The chi-squared test is used to determine whether there is a significant difference between the expected frequencies and the observed frequencies in one or more categories. In the standard applications of the test, the observations are classified into mutually exclusive classes, and there is some theory, or say null hypothesis, which gives the probability that any observation falls into the corresponding class.
The purpose of the test is to evaluate how likely it is between the observations and the null hypothesis. Chi-squared tests are often constructed from a sum of squared errors, or through the sample variance.
Test statistics that follow a chi-squared distribution arise from an assumption of independent normally distributed data, which is valid in many cases due to the central limit theorem. A chi-squared test can be used to attempt rejection of the null hypothesis that the data are independent. In the 19th century, statistical analytic methods were mainly applied in biological data analysis and it was customary for researchers to assume that observations followed a normal distribution, such as Sir George Airy and Professor Merriman, whose works were criticized by Karl Pearson in his 1900 paper. Until the end of 19th century, Pearson noticed the existence of significant skewness within some biological observations.
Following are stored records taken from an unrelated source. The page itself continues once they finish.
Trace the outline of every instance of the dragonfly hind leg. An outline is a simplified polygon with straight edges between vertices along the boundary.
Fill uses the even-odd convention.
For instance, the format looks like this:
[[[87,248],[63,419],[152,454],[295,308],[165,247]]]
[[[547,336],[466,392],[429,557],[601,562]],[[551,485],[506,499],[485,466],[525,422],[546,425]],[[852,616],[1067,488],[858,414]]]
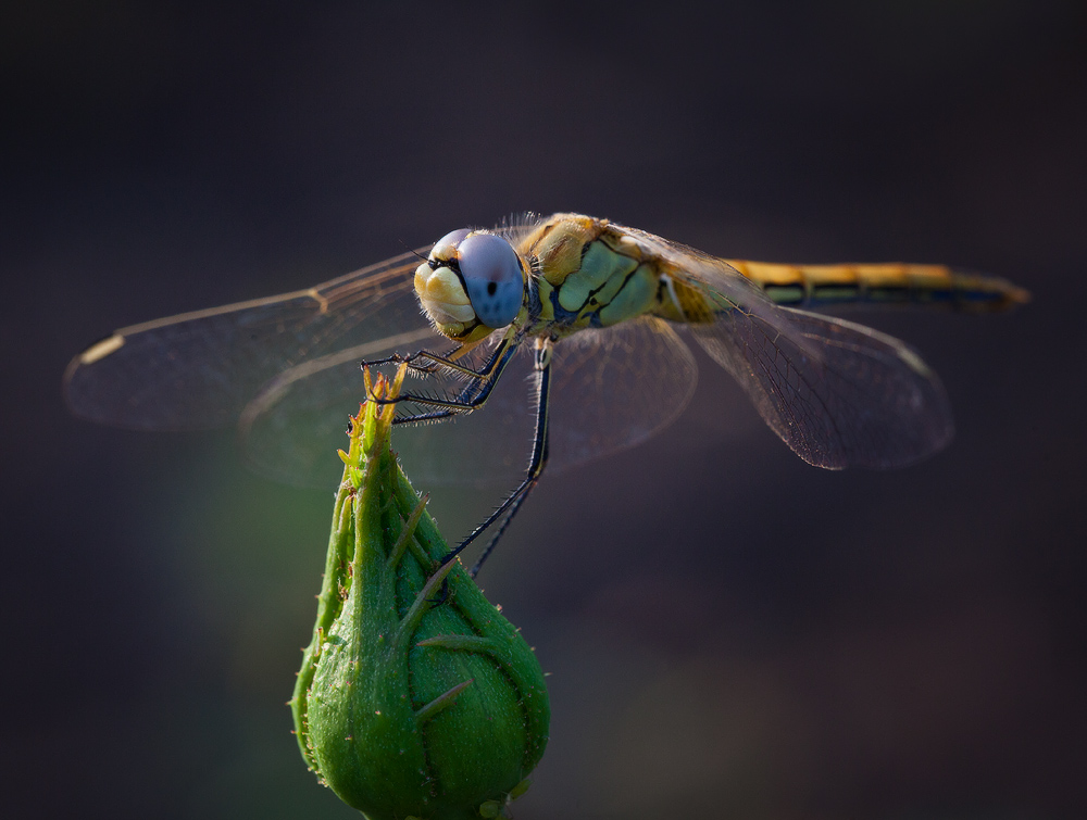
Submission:
[[[479,535],[482,535],[486,530],[488,530],[496,522],[498,523],[498,529],[491,537],[486,548],[484,548],[483,554],[479,559],[473,565],[468,575],[475,578],[483,567],[484,562],[490,557],[490,554],[495,551],[498,545],[499,540],[505,532],[510,522],[513,520],[513,516],[517,514],[521,509],[521,505],[524,503],[525,499],[533,491],[536,484],[539,482],[540,476],[544,474],[544,468],[547,466],[548,458],[548,400],[550,396],[551,387],[551,349],[550,346],[538,348],[536,351],[536,386],[537,386],[537,400],[536,400],[536,433],[533,437],[533,454],[528,462],[528,469],[525,471],[525,478],[510,495],[499,504],[498,508],[491,513],[487,518],[476,527],[468,535],[457,545],[454,550],[450,550],[449,554],[441,559],[441,563],[448,564],[453,558],[455,558],[460,553],[473,541],[475,541]]]

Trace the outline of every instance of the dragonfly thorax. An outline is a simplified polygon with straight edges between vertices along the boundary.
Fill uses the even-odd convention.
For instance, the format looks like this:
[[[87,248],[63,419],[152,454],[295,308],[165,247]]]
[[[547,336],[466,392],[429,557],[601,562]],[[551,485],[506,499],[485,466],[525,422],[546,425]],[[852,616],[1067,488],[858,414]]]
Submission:
[[[458,341],[505,327],[521,311],[526,266],[495,234],[454,230],[415,270],[415,293],[435,327]]]

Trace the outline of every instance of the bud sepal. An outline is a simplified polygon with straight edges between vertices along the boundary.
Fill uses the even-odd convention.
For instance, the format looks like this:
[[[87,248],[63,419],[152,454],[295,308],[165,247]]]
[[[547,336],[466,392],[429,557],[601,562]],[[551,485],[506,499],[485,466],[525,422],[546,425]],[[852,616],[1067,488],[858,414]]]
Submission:
[[[367,394],[395,398],[378,377]],[[290,702],[321,781],[372,820],[504,815],[542,757],[539,663],[483,596],[389,451],[393,404],[367,402],[343,481],[313,640]]]

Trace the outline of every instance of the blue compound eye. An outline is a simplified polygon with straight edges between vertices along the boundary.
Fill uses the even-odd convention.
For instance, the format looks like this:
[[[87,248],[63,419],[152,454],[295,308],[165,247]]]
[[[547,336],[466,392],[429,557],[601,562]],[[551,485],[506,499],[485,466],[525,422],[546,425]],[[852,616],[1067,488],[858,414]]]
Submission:
[[[489,328],[513,321],[525,295],[513,245],[493,234],[473,234],[460,242],[457,255],[468,301],[479,321]]]

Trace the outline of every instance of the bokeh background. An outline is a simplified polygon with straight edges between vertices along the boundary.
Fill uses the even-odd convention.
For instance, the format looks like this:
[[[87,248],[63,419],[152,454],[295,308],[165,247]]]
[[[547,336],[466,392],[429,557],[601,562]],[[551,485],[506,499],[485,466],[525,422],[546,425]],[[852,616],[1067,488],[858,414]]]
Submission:
[[[552,673],[517,817],[1082,816],[1085,7],[708,5],[3,12],[0,813],[354,816],[284,706],[332,494],[228,430],[71,418],[68,358],[577,210],[1035,301],[854,316],[951,395],[955,442],[911,469],[808,467],[703,358],[677,425],[545,480],[482,577]],[[455,538],[498,493],[433,508]]]

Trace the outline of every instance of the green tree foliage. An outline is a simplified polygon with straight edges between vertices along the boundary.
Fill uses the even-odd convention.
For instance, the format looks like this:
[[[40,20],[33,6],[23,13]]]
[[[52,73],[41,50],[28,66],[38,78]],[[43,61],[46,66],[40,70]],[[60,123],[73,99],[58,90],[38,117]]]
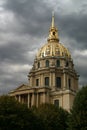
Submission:
[[[78,91],[71,115],[69,130],[87,130],[87,86]]]
[[[52,104],[43,104],[37,109],[33,109],[41,119],[43,119],[46,130],[66,130],[69,113],[62,108]]]
[[[43,124],[27,106],[9,96],[0,97],[0,130],[41,130]]]

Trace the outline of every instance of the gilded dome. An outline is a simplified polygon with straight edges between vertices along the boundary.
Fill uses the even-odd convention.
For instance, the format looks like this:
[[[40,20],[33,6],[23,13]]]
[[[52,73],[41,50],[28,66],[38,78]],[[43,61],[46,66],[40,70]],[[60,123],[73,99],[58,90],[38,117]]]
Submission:
[[[59,43],[58,30],[54,25],[54,15],[52,16],[52,24],[49,30],[47,43],[41,47],[36,55],[37,59],[44,57],[66,57],[71,58],[69,50]]]

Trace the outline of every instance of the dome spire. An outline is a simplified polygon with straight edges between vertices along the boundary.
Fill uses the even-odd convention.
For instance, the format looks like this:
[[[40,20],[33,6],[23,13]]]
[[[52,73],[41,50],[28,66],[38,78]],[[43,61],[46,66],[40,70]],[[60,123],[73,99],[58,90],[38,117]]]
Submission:
[[[52,12],[52,28],[55,27],[54,25],[54,11]]]
[[[51,41],[59,42],[58,30],[55,27],[55,23],[54,23],[54,11],[52,12],[52,22],[51,22],[51,27],[49,30],[49,37],[47,40],[48,40],[48,42],[51,42]]]

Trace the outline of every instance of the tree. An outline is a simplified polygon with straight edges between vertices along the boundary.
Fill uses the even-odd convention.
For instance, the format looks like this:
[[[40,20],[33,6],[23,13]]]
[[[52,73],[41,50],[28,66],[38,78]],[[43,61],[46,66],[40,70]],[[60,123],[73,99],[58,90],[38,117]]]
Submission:
[[[41,119],[43,119],[46,130],[66,130],[69,113],[62,108],[52,104],[42,104],[37,109],[33,109]]]
[[[82,87],[75,97],[69,118],[69,130],[87,130],[87,86]]]
[[[26,105],[9,96],[0,97],[0,130],[36,130],[39,121]]]

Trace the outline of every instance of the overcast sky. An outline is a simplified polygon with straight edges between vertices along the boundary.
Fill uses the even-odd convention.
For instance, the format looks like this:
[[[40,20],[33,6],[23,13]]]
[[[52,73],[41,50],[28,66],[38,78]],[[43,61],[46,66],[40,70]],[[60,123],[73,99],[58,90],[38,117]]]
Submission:
[[[21,84],[46,43],[52,11],[71,52],[79,86],[87,84],[87,0],[0,0],[0,94]]]

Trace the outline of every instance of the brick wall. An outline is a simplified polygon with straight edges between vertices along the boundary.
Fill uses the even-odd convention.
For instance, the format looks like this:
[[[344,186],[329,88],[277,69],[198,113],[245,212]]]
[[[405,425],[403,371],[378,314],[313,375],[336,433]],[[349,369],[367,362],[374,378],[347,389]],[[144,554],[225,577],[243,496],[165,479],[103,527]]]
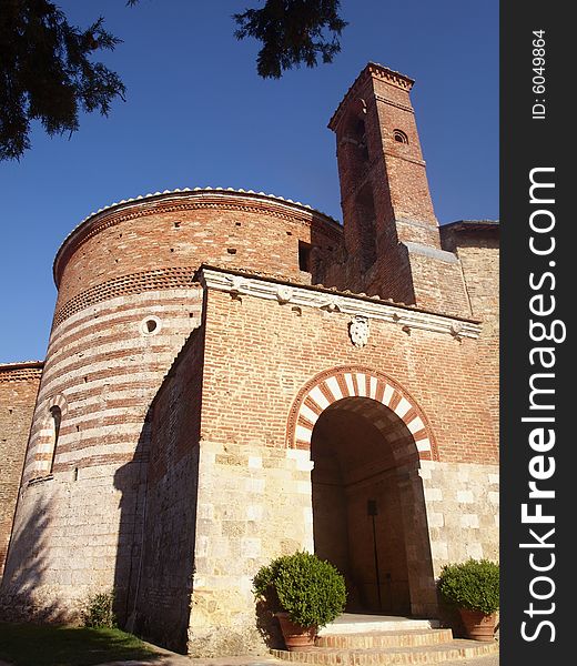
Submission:
[[[42,363],[0,365],[0,579],[41,374]]]
[[[119,204],[62,244],[54,262],[57,320],[79,300],[88,306],[99,297],[166,287],[162,279],[181,286],[203,262],[322,282],[341,238],[334,220],[256,194],[192,191]],[[316,246],[313,278],[298,268],[298,241]]]
[[[431,566],[445,563],[445,551],[437,544],[446,546],[453,518],[443,516],[442,524],[428,527],[431,502],[439,488],[455,493],[449,513],[458,515],[460,495],[456,493],[463,492],[469,503],[468,513],[483,513],[482,475],[487,475],[486,468],[494,472],[498,454],[485,379],[479,372],[478,341],[433,331],[405,332],[395,324],[372,322],[368,344],[357,349],[348,336],[350,315],[244,294],[232,297],[211,289],[205,321],[189,649],[209,655],[246,648],[250,639],[257,645],[257,636],[251,633],[252,576],[261,564],[280,553],[314,547],[311,454],[287,448],[287,431],[298,391],[330,367],[362,366],[384,372],[426,415],[436,443],[431,465],[448,470],[444,475],[438,473],[441,481],[435,477],[436,483],[428,484],[435,486],[434,492],[425,494],[415,468],[405,487],[395,491],[385,484],[371,491],[367,486],[366,493],[383,493],[382,501],[388,497],[389,507],[401,503],[407,524],[413,526],[405,531],[411,552],[407,557],[414,558],[411,562],[426,562],[433,547],[436,559],[429,561]],[[423,452],[422,460],[427,457],[432,456]],[[458,465],[467,464],[480,470],[478,483],[472,485],[463,474],[459,476]],[[358,512],[365,508],[365,500],[356,498]],[[350,511],[356,511],[354,505]],[[439,513],[438,507],[434,513]],[[474,524],[472,518],[470,525],[459,523],[458,529],[462,539],[474,542],[477,549],[488,548],[486,554],[490,556],[496,542],[494,512],[488,519],[490,526],[485,522]],[[423,527],[417,529],[416,525]],[[395,594],[406,599],[403,566],[407,565],[395,564],[391,554],[387,564],[389,568],[383,574],[392,572]],[[413,612],[434,612],[433,568],[428,576],[428,585],[412,593]],[[372,585],[366,582],[364,595],[374,599]]]
[[[495,223],[455,223],[442,228],[443,244],[459,259],[473,315],[482,320],[479,363],[488,405],[499,437],[499,229]]]

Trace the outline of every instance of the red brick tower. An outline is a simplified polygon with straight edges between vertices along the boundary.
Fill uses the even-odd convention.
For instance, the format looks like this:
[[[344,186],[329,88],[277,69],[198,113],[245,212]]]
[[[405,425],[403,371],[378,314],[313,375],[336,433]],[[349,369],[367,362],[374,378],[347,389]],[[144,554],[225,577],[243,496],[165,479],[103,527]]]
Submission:
[[[350,289],[466,314],[456,256],[441,248],[409,91],[368,63],[328,123],[336,154]]]

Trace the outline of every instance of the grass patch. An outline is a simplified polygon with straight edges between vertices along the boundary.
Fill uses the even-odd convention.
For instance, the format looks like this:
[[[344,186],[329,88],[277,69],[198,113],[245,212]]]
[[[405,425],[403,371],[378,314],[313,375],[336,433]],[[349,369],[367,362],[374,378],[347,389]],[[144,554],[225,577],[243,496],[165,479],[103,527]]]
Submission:
[[[158,657],[120,629],[0,623],[0,659],[14,666],[91,666]]]

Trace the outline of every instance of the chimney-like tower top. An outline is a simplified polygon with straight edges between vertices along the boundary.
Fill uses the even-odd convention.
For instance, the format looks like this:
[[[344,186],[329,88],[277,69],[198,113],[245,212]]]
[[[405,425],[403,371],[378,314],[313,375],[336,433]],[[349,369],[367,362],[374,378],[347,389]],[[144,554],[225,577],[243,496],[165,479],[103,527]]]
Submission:
[[[338,125],[338,122],[343,117],[343,110],[347,105],[348,98],[357,95],[360,90],[364,87],[365,82],[371,78],[381,79],[382,81],[389,83],[391,85],[395,85],[401,90],[405,90],[406,92],[409,92],[413,88],[413,84],[415,83],[414,79],[411,79],[409,77],[406,77],[401,72],[396,72],[383,64],[378,64],[378,62],[368,62],[363,69],[363,71],[355,79],[351,88],[346,91],[344,98],[338,104],[338,108],[333,113],[333,117],[328,121],[327,125],[330,130],[336,130],[336,127]]]

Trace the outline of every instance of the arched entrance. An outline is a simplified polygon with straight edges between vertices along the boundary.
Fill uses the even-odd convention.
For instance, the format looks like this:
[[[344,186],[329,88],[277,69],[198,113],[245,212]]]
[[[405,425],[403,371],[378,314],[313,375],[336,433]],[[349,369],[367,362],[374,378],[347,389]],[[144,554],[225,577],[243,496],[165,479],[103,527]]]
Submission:
[[[419,466],[436,451],[414,400],[381,373],[335,369],[301,391],[293,421],[314,464],[314,548],[345,574],[347,610],[434,615]]]

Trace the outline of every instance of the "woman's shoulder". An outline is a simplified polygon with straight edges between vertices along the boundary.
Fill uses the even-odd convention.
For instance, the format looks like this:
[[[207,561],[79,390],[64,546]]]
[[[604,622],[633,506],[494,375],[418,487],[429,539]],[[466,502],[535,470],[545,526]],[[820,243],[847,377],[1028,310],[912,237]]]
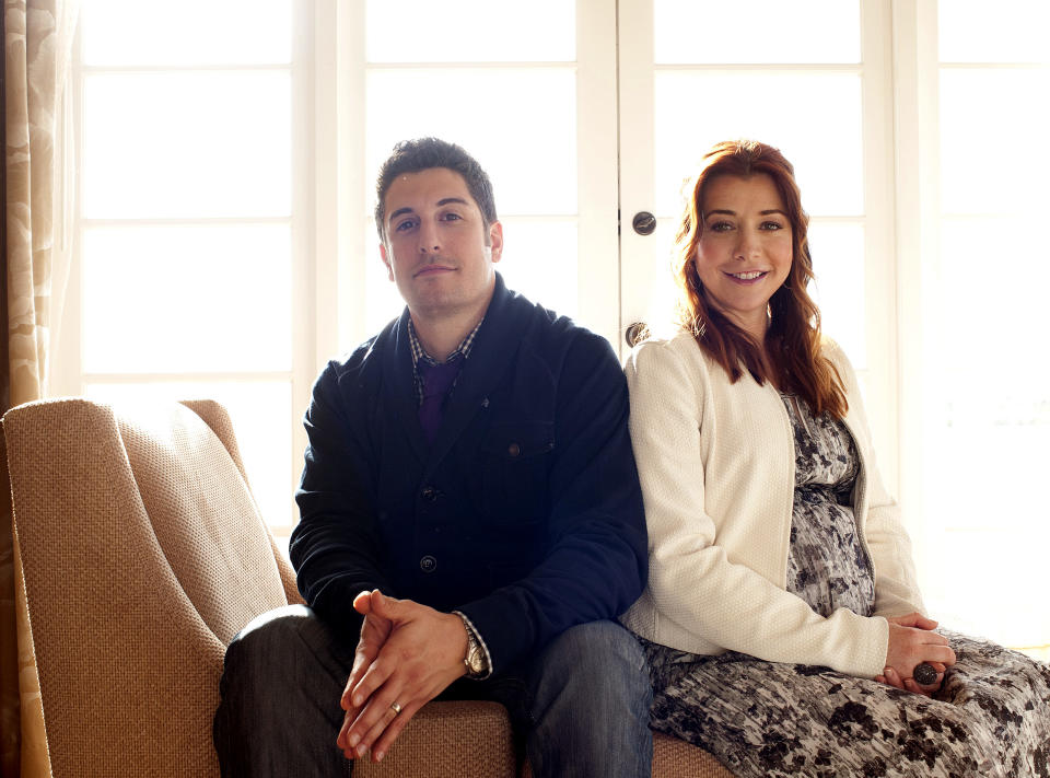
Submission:
[[[669,359],[700,359],[703,349],[697,344],[692,333],[686,329],[650,336],[638,344],[632,350],[632,361],[664,361]]]
[[[820,335],[820,355],[831,361],[836,368],[853,371],[853,363],[847,357],[839,341],[828,335]]]

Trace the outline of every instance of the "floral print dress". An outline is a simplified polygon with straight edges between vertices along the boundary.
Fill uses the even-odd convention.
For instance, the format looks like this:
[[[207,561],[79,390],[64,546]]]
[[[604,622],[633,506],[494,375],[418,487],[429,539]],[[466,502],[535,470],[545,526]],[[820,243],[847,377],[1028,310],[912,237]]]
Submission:
[[[783,395],[795,437],[788,590],[827,616],[870,616],[871,560],[850,499],[853,439],[828,415]],[[1050,665],[941,630],[957,663],[933,698],[828,667],[727,651],[691,654],[642,640],[652,728],[750,776],[1050,778]]]

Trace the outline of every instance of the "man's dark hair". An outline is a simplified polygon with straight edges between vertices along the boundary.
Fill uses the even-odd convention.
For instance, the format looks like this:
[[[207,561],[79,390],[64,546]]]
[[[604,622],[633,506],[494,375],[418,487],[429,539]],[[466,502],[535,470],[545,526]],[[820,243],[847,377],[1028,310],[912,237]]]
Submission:
[[[463,176],[470,196],[481,210],[486,234],[488,227],[497,220],[495,198],[492,196],[492,182],[478,161],[463,147],[440,138],[416,138],[402,140],[394,147],[375,181],[375,229],[380,240],[386,240],[386,191],[399,175],[419,173],[431,167],[447,167]]]

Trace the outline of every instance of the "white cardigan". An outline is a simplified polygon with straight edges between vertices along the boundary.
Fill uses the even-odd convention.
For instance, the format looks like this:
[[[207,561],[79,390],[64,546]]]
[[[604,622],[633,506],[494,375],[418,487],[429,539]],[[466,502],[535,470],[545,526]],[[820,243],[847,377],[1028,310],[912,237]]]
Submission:
[[[688,333],[650,340],[628,360],[631,440],[649,524],[649,588],[621,620],[692,653],[740,651],[773,662],[883,672],[883,616],[923,612],[911,544],[886,493],[853,369],[824,353],[845,385],[861,471],[853,490],[875,571],[876,616],[825,618],[785,590],[795,485],[791,421],[778,391],[745,371],[735,383]]]

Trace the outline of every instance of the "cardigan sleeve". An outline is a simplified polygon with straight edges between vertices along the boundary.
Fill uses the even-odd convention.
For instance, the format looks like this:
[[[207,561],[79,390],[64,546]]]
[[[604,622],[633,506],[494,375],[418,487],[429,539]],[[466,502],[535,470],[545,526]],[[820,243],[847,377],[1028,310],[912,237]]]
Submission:
[[[709,376],[702,357],[684,353],[684,345],[697,348],[681,338],[645,344],[627,365],[630,428],[649,524],[649,587],[657,620],[673,620],[679,631],[712,646],[712,652],[730,649],[866,677],[880,673],[888,636],[885,619],[845,608],[825,618],[747,565],[733,561],[720,545],[715,520],[705,508],[712,474],[705,473],[704,445],[738,444],[739,455],[748,456],[746,450],[754,452],[770,442],[762,440],[768,430],[756,428],[745,436],[751,440],[731,443],[709,437],[704,443],[702,428],[715,423]],[[726,391],[736,388],[727,384]],[[763,484],[752,483],[749,469],[740,475],[745,480],[737,486],[744,488],[734,499],[746,509],[749,495]],[[785,472],[784,477],[790,475]],[[772,538],[748,541],[777,547]]]
[[[900,508],[883,485],[875,464],[872,433],[861,399],[853,365],[839,346],[826,341],[824,353],[839,371],[845,385],[850,409],[847,418],[855,430],[866,474],[867,516],[864,541],[875,567],[875,613],[879,616],[903,616],[925,613],[912,561],[911,539],[900,518]]]

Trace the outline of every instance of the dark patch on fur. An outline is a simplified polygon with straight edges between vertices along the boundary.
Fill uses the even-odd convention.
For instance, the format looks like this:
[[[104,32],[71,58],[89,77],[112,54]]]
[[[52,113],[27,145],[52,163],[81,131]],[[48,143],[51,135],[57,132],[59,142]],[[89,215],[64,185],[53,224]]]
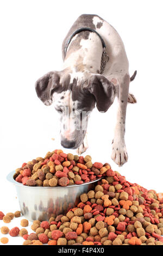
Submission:
[[[77,19],[77,20],[74,22],[74,23],[73,23],[73,25],[72,25],[72,26],[70,28],[70,31],[68,31],[66,36],[65,37],[65,38],[64,40],[64,41],[62,42],[62,58],[63,58],[64,60],[65,59],[65,58],[66,57],[65,51],[64,51],[65,50],[65,44],[67,42],[67,40],[70,38],[71,35],[76,31],[77,31],[79,28],[83,28],[83,27],[89,27],[89,28],[92,28],[92,29],[96,30],[96,26],[93,23],[93,19],[95,16],[99,17],[98,15],[96,15],[83,14],[82,15],[80,15]],[[102,21],[102,19],[101,18],[100,18],[100,19]],[[83,34],[83,32],[84,33],[84,34]],[[85,32],[86,32],[86,33],[85,33]],[[79,33],[78,36],[77,37],[77,39],[78,39],[77,40],[78,43],[79,43],[79,42],[80,42],[80,40],[82,39],[82,38],[80,38],[80,36],[82,36],[82,35],[81,36],[79,35],[81,34],[82,34],[82,36],[83,36],[82,38],[83,38],[83,36],[84,36],[85,39],[87,39],[88,38],[89,34],[88,34],[87,32],[90,33],[89,31],[84,31],[84,32],[83,32],[82,33],[81,32],[81,33]],[[72,42],[72,43],[73,43],[73,42]],[[73,47],[75,46],[76,48],[77,47],[77,41],[73,43],[74,44]],[[78,47],[79,47],[79,45],[78,45]],[[68,50],[70,50],[70,47],[69,47]]]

In order to model the observations regardless of being normal or skewed, Pearson, in a series of articles published from 1893 to 1916, devised the Pearson distribution, a family of continuous probability distributions, which includes the normal distribution and many skewed distributions, and proposed a method of statistical analysis consisting of using the Pearson distribution to model the observation and performing the test of goodness of fit to determine how well the model and the observation really fit. In this paper, Pearson investigated the test of goodness of fit. This conclusion caused some controversy in practical applications and was not settled for 20 years until Fisher’s 1922 and 1924 paper. One test statistic that follows a chi-squared distribution exactly is the test that the variance of a normally distributed population has a given value based on a sample variance.
Such tests are uncommon in practice because the true variance of the population is usually unknown. For an exact test used in place of the chi-squared test, see Fisher’s exact test. Using the chi-squared distribution to interpret Pearson’s chi-squared statistic requires one to assume that the discrete probability of observed binomial frequencies in the table can be approximated by the continuous chi-squared distribution. This assumption is not quite correct and introduces some error.